NVIDIA

Service Reliability Operations Engineer

Bengaluru, India
Git Shell Python Ansible
Search for More Jobs Talk to a recruiter now 💪
Description

NVIDIA's NGC (NVIDIA Gpu Cloud) team is looking for highly motivated System Administrator/DevOps engineers to design, develop and implement a global, dynamic, state-of-the-art Service Reliability Operations Center (known as Mission Control), to provide extraordinary levels of support for our Cloud products and services.As a key member of the Mission Control team, you will partner with other key members of our organization including Site Reliability Engineering, Security Operations Center, DevOps teams, and other datacenter operations partners to help make our services capable of providing near 100% availability.

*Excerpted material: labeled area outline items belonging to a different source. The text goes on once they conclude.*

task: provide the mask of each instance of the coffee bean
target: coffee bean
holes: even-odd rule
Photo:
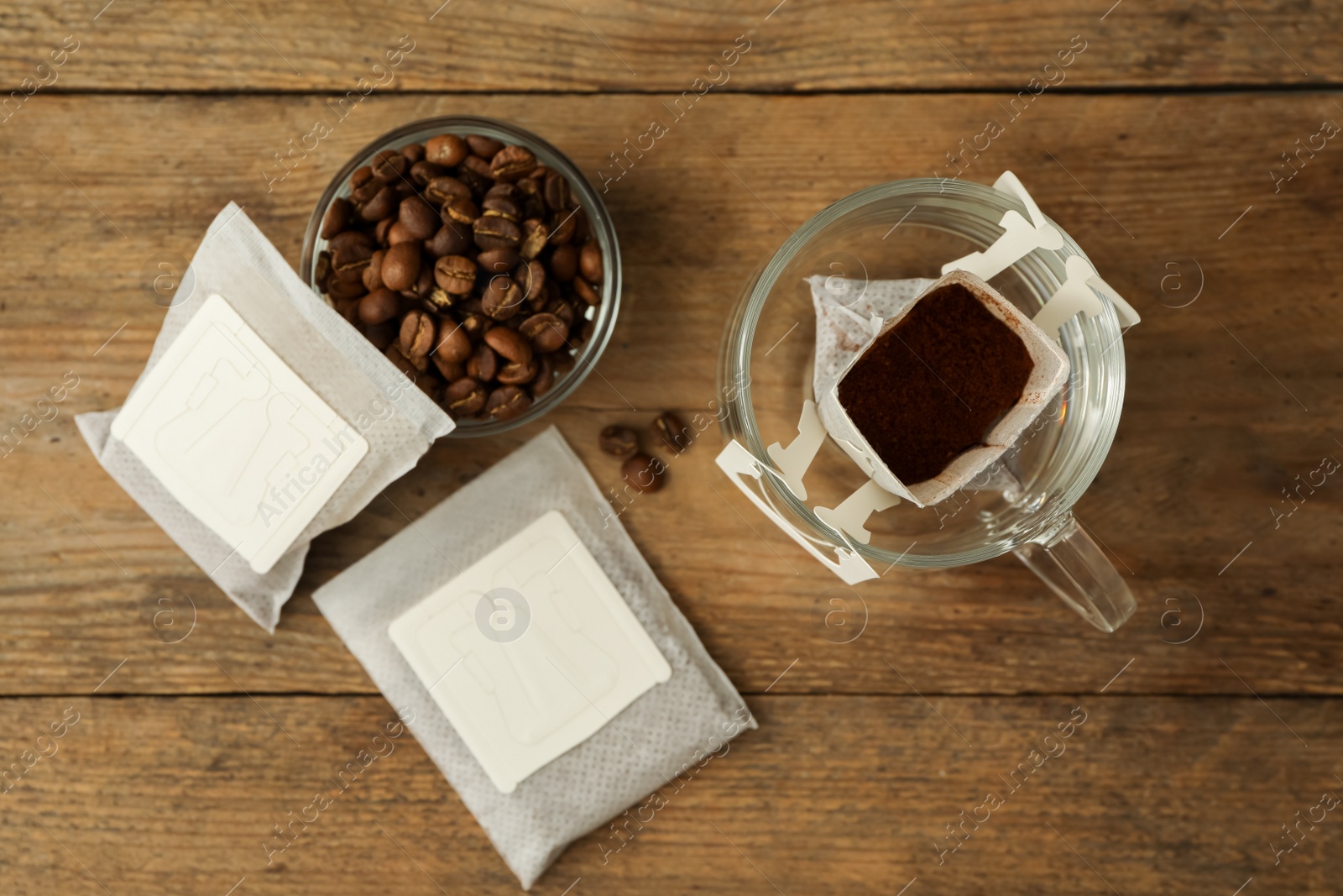
[[[653,418],[653,423],[649,424],[649,430],[663,445],[678,454],[690,447],[690,443],[694,442],[694,433],[672,411],[662,411]]]
[[[526,390],[532,398],[541,398],[555,386],[555,363],[549,355],[541,355],[536,361],[536,376],[528,383]]]
[[[478,169],[483,169],[483,173]],[[470,188],[473,196],[483,196],[494,181],[490,180],[490,164],[483,159],[467,156],[466,161],[453,169],[457,179]]]
[[[639,434],[629,426],[611,424],[602,430],[598,446],[615,457],[630,457],[639,450]]]
[[[522,287],[526,301],[535,302],[545,296],[545,265],[535,258],[518,265],[513,271],[513,282]]]
[[[564,348],[564,340],[569,334],[569,328],[555,314],[532,314],[517,329],[525,339],[530,340],[532,348],[540,353],[557,352]]]
[[[349,230],[355,223],[355,206],[348,199],[337,196],[332,200],[330,208],[322,218],[322,239],[330,239],[342,230]]]
[[[410,168],[410,161],[407,161],[406,156],[395,149],[383,149],[373,156],[373,161],[369,164],[369,168],[373,169],[375,177],[384,183],[389,183],[398,180],[406,173],[406,169]]]
[[[357,230],[346,230],[344,234],[337,234],[326,243],[326,249],[330,250],[332,255],[353,249],[355,246],[363,246],[369,254],[373,251],[373,240],[369,239],[368,234]]]
[[[657,492],[666,478],[666,463],[647,454],[634,454],[620,466],[620,474],[639,492]]]
[[[332,271],[326,281],[326,294],[333,300],[359,298],[368,290],[364,289],[364,271],[361,269]]]
[[[404,208],[402,206],[402,215],[406,214]],[[602,282],[602,247],[595,239],[583,243],[583,249],[579,250],[579,271],[590,283]]]
[[[462,160],[462,164],[457,171],[462,180],[465,180],[477,193],[483,193],[494,181],[493,175],[490,175],[489,160],[481,159],[479,156],[467,156]]]
[[[447,168],[435,165],[431,161],[418,161],[411,165],[411,183],[416,187],[428,187],[431,180],[443,177],[445,175],[447,175]],[[441,199],[438,204],[442,206],[443,200]]]
[[[501,191],[500,187],[508,187],[512,193]],[[512,222],[518,220],[522,215],[522,203],[517,200],[517,188],[512,184],[496,184],[490,187],[490,191],[485,193],[485,199],[481,200],[481,211],[485,215],[498,215]]]
[[[517,314],[525,298],[526,294],[506,274],[496,274],[481,296],[481,308],[494,320],[504,321]]]
[[[548,314],[555,314],[556,317],[559,317],[560,321],[563,321],[564,326],[568,329],[572,329],[573,321],[577,320],[577,313],[573,310],[573,306],[569,305],[563,298],[556,298],[548,302],[545,306],[545,312]]]
[[[426,297],[424,301],[432,305],[434,310],[439,313],[446,313],[447,309],[453,306],[454,297],[449,294],[447,290],[445,290],[442,286],[435,286],[434,289],[428,290],[428,296]]]
[[[477,298],[474,302],[478,308],[481,300]],[[461,313],[462,329],[465,329],[466,334],[471,339],[478,339],[485,333],[485,330],[494,325],[494,321],[486,317],[483,312],[469,310],[469,302],[463,302],[463,310]]]
[[[459,181],[457,177],[439,175],[438,177],[430,180],[424,187],[424,197],[431,203],[442,206],[449,199],[470,199],[471,188]]]
[[[555,212],[551,216],[551,244],[564,246],[573,239],[573,212]]]
[[[485,412],[496,420],[512,420],[530,406],[530,395],[516,386],[501,386],[485,400]]]
[[[473,379],[489,383],[500,371],[500,357],[489,345],[477,345],[470,360],[466,361],[466,372]]]
[[[434,353],[430,356],[434,361],[434,367],[438,369],[439,375],[449,382],[454,383],[463,376],[466,376],[466,367],[457,361],[449,361],[442,355]]]
[[[573,244],[582,246],[592,239],[592,228],[588,227],[587,212],[582,208],[573,210]]]
[[[419,277],[419,244],[396,243],[383,255],[383,283],[387,285],[387,289],[410,289]]]
[[[442,218],[439,218],[438,212],[434,211],[432,206],[420,199],[418,195],[407,196],[402,200],[402,207],[398,212],[396,220],[404,226],[415,239],[428,239],[438,232],[438,228],[443,223]],[[584,250],[587,250],[586,246]],[[600,279],[600,277],[598,277],[598,279]]]
[[[329,251],[317,253],[317,269],[313,271],[313,278],[317,281],[317,289],[326,290],[326,278],[332,275],[332,254]]]
[[[383,187],[364,203],[363,208],[359,210],[359,216],[369,222],[383,220],[396,211],[398,199],[395,189]]]
[[[375,289],[383,287],[383,257],[384,253],[379,249],[368,259],[368,267],[364,269],[364,289],[373,292]]]
[[[363,271],[368,267],[372,258],[373,249],[368,243],[342,246],[332,253],[332,269],[337,273]],[[363,277],[363,273],[360,277]]]
[[[532,343],[506,326],[485,330],[485,344],[514,364],[526,364],[532,360]]]
[[[375,153],[348,188],[322,216],[316,282],[454,418],[513,419],[573,369],[604,271],[563,175],[525,146],[442,134]]]
[[[551,274],[561,283],[568,283],[579,273],[579,250],[573,246],[556,246],[551,253]]]
[[[518,254],[526,259],[536,258],[549,239],[551,228],[545,226],[545,222],[528,218],[522,222],[522,243],[518,246]]]
[[[536,156],[526,146],[504,146],[490,159],[496,180],[517,180],[536,168]]]
[[[406,379],[408,380],[419,379],[419,371],[415,369],[415,365],[411,364],[408,357],[402,355],[402,349],[396,348],[396,345],[388,345],[387,349],[383,352],[383,356],[387,357],[387,360],[389,360],[392,364],[395,364],[396,369],[399,369],[402,373],[406,375]]]
[[[385,262],[384,262],[384,265],[385,265]],[[384,275],[384,279],[385,279],[385,275]],[[573,278],[573,292],[577,293],[577,297],[582,298],[588,305],[599,305],[602,302],[602,293],[599,293],[595,289],[592,289],[592,285],[588,283],[582,277],[575,277]]]
[[[368,180],[365,180],[359,187],[351,188],[349,200],[355,203],[356,208],[360,208],[364,206],[364,203],[376,196],[377,191],[380,191],[385,185],[387,184],[380,181],[377,177],[373,177],[372,172],[369,172]]]
[[[434,355],[454,364],[465,364],[471,356],[471,337],[466,333],[466,328],[455,321],[443,321]]]
[[[471,148],[471,152],[481,159],[493,159],[494,153],[504,149],[504,144],[493,137],[482,137],[481,134],[467,134],[466,144]]]
[[[434,258],[461,255],[471,247],[471,228],[455,220],[443,222],[430,239],[424,240],[424,251]]]
[[[481,216],[481,210],[475,203],[463,196],[453,196],[443,203],[443,219],[455,220],[458,224],[471,224]]]
[[[402,332],[398,341],[398,348],[402,349],[402,355],[411,359],[412,361],[418,357],[424,357],[434,348],[436,326],[432,314],[426,314],[424,312],[408,312],[404,318],[402,318]]]
[[[357,298],[342,298],[336,302],[336,313],[344,317],[346,321],[353,324],[359,320],[359,300]]]
[[[457,418],[478,414],[485,407],[485,387],[469,376],[454,380],[443,390],[443,406]]]
[[[486,274],[506,274],[514,267],[522,258],[512,249],[489,249],[475,257],[475,263]]]
[[[517,181],[517,201],[522,206],[522,218],[541,218],[545,214],[545,200],[541,187],[530,175]]]
[[[481,249],[517,249],[522,231],[506,218],[477,218],[471,226]]]
[[[508,386],[522,386],[525,383],[530,383],[532,377],[535,376],[536,376],[536,361],[532,360],[528,361],[526,364],[518,364],[517,361],[505,364],[504,367],[500,368],[497,379],[500,383],[505,383]]]
[[[430,292],[434,289],[434,267],[431,265],[420,263],[420,274],[415,278],[415,285],[402,294],[406,298],[428,298]]]
[[[399,220],[393,220],[392,226],[387,231],[387,244],[395,246],[396,243],[419,243],[410,230],[406,228]]]
[[[434,279],[454,296],[466,296],[475,287],[475,262],[462,255],[443,255],[434,262]]]
[[[453,168],[461,165],[469,152],[466,141],[457,134],[439,134],[430,137],[424,144],[424,159],[436,164]]]

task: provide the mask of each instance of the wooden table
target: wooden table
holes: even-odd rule
[[[1343,888],[1343,814],[1322,806],[1343,797],[1343,484],[1296,492],[1343,458],[1343,149],[1283,156],[1343,122],[1343,8],[438,1],[0,12],[7,89],[38,86],[0,124],[0,429],[78,377],[0,458],[0,767],[66,720],[0,795],[0,892],[516,892],[414,743],[269,866],[262,841],[392,717],[312,591],[537,427],[434,446],[391,501],[316,541],[270,637],[73,418],[125,399],[163,320],[142,269],[189,257],[227,201],[297,263],[345,159],[446,113],[517,121],[595,179],[739,35],[728,82],[607,193],[620,320],[602,376],[547,423],[615,485],[596,431],[712,398],[729,304],[790,228],[944,168],[1085,44],[964,176],[1018,172],[1143,314],[1119,437],[1078,506],[1139,610],[1104,635],[1002,557],[866,583],[865,633],[830,643],[811,613],[835,580],[725,488],[710,434],[623,520],[760,729],[619,853],[603,860],[596,832],[535,892]],[[267,188],[274,153],[402,35],[395,81]],[[945,825],[1074,713],[1066,752],[939,864]],[[1299,842],[1276,853],[1295,842],[1283,825]]]

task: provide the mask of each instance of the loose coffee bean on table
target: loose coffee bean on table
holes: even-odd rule
[[[639,434],[629,426],[612,424],[602,430],[598,445],[607,454],[629,457],[639,450]]]
[[[1035,363],[960,283],[924,296],[839,382],[839,404],[890,472],[915,485],[982,445]]]
[[[624,481],[639,492],[657,492],[666,477],[666,463],[647,454],[634,454],[620,467]]]
[[[573,369],[604,266],[563,175],[525,146],[439,134],[349,185],[322,219],[317,283],[453,418],[516,418]],[[643,480],[657,490],[661,469]]]

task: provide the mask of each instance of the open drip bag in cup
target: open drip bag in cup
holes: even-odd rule
[[[111,478],[269,631],[309,543],[453,429],[234,203],[196,250],[125,406],[75,423]]]
[[[825,277],[811,279],[817,309],[817,361],[814,388],[817,411],[826,431],[839,447],[853,458],[872,480],[892,494],[919,506],[944,501],[952,492],[970,486],[976,477],[994,463],[1013,441],[1038,416],[1068,380],[1068,356],[1044,330],[1035,326],[1015,305],[1003,300],[988,283],[963,270],[952,270],[929,282],[912,300],[904,300],[909,289],[892,289],[902,283],[923,281],[884,281],[870,283],[861,309],[833,304]],[[983,443],[959,454],[937,476],[921,482],[901,482],[881,459],[862,431],[839,402],[839,386],[850,375],[861,357],[878,339],[896,337],[892,330],[925,296],[935,294],[947,285],[966,287],[983,306],[1025,344],[1033,368],[1021,399],[984,434]],[[876,287],[876,289],[874,289]],[[853,325],[857,324],[857,328]],[[855,332],[857,330],[857,332]],[[857,341],[855,336],[866,336]],[[987,371],[988,376],[994,371]],[[932,387],[939,388],[939,387]],[[941,383],[940,388],[947,388]]]
[[[524,888],[756,727],[555,427],[313,599]]]
[[[911,312],[939,277],[960,287]],[[1138,320],[1011,172],[992,187],[959,179],[869,187],[807,220],[733,309],[719,375],[727,437],[719,467],[849,586],[897,567],[1015,553],[1065,603],[1113,631],[1132,615],[1133,595],[1072,508],[1119,427],[1121,337]],[[1002,339],[999,322],[1019,344]],[[913,341],[878,339],[901,332]],[[960,363],[970,355],[954,352],[956,333],[983,347],[978,364]],[[967,394],[983,387],[972,402],[948,390],[972,412],[925,414],[948,404],[932,376],[892,375],[917,369],[916,344],[951,359],[939,367]],[[869,348],[877,351],[865,356]],[[884,404],[884,394],[904,398]],[[933,426],[920,429],[925,422]]]

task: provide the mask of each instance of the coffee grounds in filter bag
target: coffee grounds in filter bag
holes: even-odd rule
[[[839,403],[890,472],[941,473],[1021,399],[1025,343],[959,283],[923,298],[839,382]]]

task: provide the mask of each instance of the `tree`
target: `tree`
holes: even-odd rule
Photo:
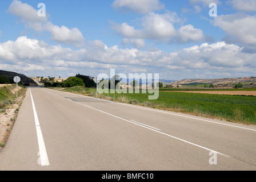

On the rare occasion that an incident occurs, you will be our front line to decrease the frequency and duration of any issue.Working in partnership with the development community the Mission Control team will develop monitors, alarms and alerts to help make the service more reliable and improve our customer experience. Additionally you will be very involved in selecting the technologies that we will use in the Mission Control to help monitor, run and measure the effectiveness of the environment.

What you will be doing:

  • The team will provide their services 24/7 with a follow-the-sun environment which will span continents.

  • You will directly report to a manager in Bangalore.

  • Each team member will need to work either a Saturday or Sunday each week. The hours worked may include an early or late start (10hrs-per-day x 4days-per-week schedule) to ensure that the combination of the US and India teams provide 24/7 coverage.

  • The heart of Mission Control will be monitoring and triaging a growing On-prem and CSP (Cloud Service Provider) production compute and storage Datacenter environment.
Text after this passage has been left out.